A votre service

Nombreux sont les salariés dont l’activité principale consiste à satisfaire les attentes d’un personnage pas toujours commode. Qu’il manifeste son impatience au guichet ou qu’il se plaigne à l’autre bout d’un combiné téléphonique, le client est de plus en plus choyé.

Un nouveau personnage a fait irruption dans l’horizon des salariés : le client. Il n’est plus l’acheteur plus ou moins passif de produits standardisés, ou l’usager sommé de se plier au règlement du service public auquel il s’adresse. Il est désormais considéré comme un individu doté de droits et d’attentes et le management invite les salariés à le prendre très au sérieux. Cette attention au client (ou à l’usager, selon qu’il s’adresse à une administration ou à une entreprise publique) constitue, depuis une vingtaine d’années, l’un des vecteurs essentiels de la modernisation des services publics. Mais elle est également au centre des mutations de l’industrie (encadré ci-dessous). Pour les salariés, cette évolution a un sens très concret : nombre d’entre eux passent le plus clair de leur temps à interagir avec des clients, que ce soit en face à face, ou par combiné téléphonique interposé. Leur nombre exact est difficile à évaluer, dans la mesure où les statistiques donnent des chiffres par secteurs, et non par postes occupés. Si l’on sait cependant que les services aux particuliers, les services d’assistance et de conseil aux entreprises et le commerce constituaient à eux seuls, en 2001, plus de 26 % de la population active, on dispose néanmoins d’un ordre de grandeur.

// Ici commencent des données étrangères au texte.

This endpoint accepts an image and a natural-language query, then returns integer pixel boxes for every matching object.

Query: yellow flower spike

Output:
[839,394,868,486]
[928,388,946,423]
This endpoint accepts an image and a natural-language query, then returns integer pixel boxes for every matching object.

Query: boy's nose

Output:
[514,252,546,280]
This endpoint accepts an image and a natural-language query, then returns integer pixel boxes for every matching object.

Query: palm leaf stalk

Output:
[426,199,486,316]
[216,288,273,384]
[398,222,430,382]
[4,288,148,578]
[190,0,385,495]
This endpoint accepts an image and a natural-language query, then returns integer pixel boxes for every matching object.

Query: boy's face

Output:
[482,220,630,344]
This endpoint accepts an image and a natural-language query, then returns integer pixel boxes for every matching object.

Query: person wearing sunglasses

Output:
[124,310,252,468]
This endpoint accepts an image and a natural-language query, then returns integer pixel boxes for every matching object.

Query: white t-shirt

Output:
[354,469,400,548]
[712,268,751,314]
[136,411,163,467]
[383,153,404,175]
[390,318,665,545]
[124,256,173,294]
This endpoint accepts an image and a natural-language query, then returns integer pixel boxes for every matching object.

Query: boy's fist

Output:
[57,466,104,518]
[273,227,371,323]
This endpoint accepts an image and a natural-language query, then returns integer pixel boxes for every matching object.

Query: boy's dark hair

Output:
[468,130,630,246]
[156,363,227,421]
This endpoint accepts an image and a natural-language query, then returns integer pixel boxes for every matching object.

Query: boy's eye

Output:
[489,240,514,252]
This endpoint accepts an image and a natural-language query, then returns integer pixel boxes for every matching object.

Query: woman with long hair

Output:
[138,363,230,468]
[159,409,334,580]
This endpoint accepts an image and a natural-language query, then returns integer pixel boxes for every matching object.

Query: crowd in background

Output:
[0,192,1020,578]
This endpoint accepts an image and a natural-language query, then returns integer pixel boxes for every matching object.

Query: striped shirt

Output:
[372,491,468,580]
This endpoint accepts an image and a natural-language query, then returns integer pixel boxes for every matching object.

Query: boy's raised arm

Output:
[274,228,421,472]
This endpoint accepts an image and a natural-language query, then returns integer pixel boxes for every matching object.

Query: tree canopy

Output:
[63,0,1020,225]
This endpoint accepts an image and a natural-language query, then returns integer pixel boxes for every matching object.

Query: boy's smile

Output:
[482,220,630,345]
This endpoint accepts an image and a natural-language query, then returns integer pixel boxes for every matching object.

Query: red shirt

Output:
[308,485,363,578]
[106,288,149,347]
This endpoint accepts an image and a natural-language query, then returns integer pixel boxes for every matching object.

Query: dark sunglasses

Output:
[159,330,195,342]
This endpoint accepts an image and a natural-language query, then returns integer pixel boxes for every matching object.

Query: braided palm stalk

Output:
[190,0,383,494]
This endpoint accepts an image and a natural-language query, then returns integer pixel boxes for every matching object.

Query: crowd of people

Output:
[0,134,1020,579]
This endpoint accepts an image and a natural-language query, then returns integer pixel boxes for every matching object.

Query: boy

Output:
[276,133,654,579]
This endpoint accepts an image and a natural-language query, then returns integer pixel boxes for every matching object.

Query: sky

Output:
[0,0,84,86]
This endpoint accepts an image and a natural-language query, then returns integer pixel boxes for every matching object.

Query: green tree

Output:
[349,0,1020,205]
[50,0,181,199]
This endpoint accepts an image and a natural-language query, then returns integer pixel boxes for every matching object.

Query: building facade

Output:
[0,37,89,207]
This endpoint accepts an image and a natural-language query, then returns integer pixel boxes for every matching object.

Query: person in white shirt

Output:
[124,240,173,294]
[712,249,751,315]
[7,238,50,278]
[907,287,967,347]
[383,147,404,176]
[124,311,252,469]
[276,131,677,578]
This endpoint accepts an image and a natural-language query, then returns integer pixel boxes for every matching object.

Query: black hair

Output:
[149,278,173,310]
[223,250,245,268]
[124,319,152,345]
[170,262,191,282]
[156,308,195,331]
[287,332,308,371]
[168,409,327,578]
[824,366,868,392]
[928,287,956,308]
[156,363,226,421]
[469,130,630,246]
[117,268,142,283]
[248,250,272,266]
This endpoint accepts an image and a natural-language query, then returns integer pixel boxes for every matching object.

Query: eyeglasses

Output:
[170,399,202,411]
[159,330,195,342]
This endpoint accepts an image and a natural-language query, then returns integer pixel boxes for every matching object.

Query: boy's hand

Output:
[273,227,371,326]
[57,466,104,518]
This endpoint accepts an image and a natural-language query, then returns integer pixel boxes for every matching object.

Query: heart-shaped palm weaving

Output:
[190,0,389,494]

Ces situations de travail sont devenues si fréquentes que les chercheurs en ont fait un champ d’investigation à part entière. Ils ont redécouvert l’expression que les sociologues de l’école de Chicago (Everett Hughes et Erving Goffman par exemple) avaient forgée pour les désigner : la relation de service. Prolongeant les réflexions de ces précurseurs, l’économiste Jean Gadrey tente une définition du travail de service : il repose nécessairement sur une interaction entre le prestataire et le destinataire, de sorte que l’on peut même parler d’une « coproduction » du service entre l’un et l’autre. Ainsi, le médecin formule un diagnostic et prescrit des soins sur la base d’un dialogue avec son patient. De même, l’employé d’une agence touristique construit un séjour de vacances en interagissant avec le futur vacancier. Même dans le cas extrême d’un professeur délivrant un cours magistral, l’enseignement ne sera pas le même selon que les élèves sont attentifs ou bayent aux corneilles. La place croissante de la relation de service dans l’économie consacrerait ainsi l’avènement d’un travail cognitif et relationnel, synonyme d’un enrichissement de l’activité professionnelle et, plus encore, d’un travail porteur de sens, car fondé sur la relation à autrui.

 

Des cadences intenses

Saisir la diversité des métiers du service et les enjeux qu’ils recèlent exige néanmoins de compléter ce schéma. On peut, comme nous y invite le sociologue Jean-Pierre Durand, commencer par rajouter une personne dans cette interaction à deux joueurs : l’employeur. Dans la majorité des cas, rappelle-t-il, le prestataire de service est un salarié qui agit pour le compte d’une entreprise. Or celle-ci cherche généralement à rentabiliser son activité. Ce qui veut dire en clair accélérer les cadences, codifier la pratique pour économiser en temps ou en qualification des personnels. Bref, comme le disent les sociologues, il s’agit de « rationaliser » l’activité de service, exactement comme on le fait dans le travail industriel.